Sunday night saw the end of London's extraordinary Games. It was a time in which Britain was forced to look in the mirror – and saw something it rather liked, writes Jonathan Freedland Fireworks light up the stadium during the closing ceremony of the London 2012 Paralympic Games.
The fire is out. The flame that lit up London for the best part of six golden weeks has flickered its last, extinguished in a closing ceremony that brought an end to the Paralympic Games and so to Britain's Olympic summer. Sunday night marked the end of a season of wonder that seemed to surprise the hosts as much as the guests, a period where we looked in the mirror and were met by an unexpected reflection – one we rather liked.

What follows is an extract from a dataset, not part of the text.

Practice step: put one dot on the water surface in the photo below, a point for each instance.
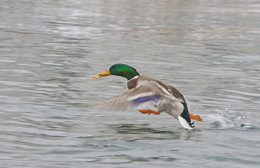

The end came in an extravaganza of fire and light that deployed the now-familiar London 2012 combination of the surreal and the spectacular. The athletes paraded and a member of the royal family made a grand entrance – Prince Edward this time – but so too did a motorcade of steampunk vehicles that were part Terry Gilliam, part Heath Robinson, interspersed with dancers in gorgeous costumes and performers doing wild stunts, all backed by the reliable stadium-rock of Coldplay. The audience may not have divined a clear storyline, but it hardly mattered. They wanted to drink in the spirit of London 2012 while they still could, as if they were catching the last rays of a summer sun that had warmed them so well.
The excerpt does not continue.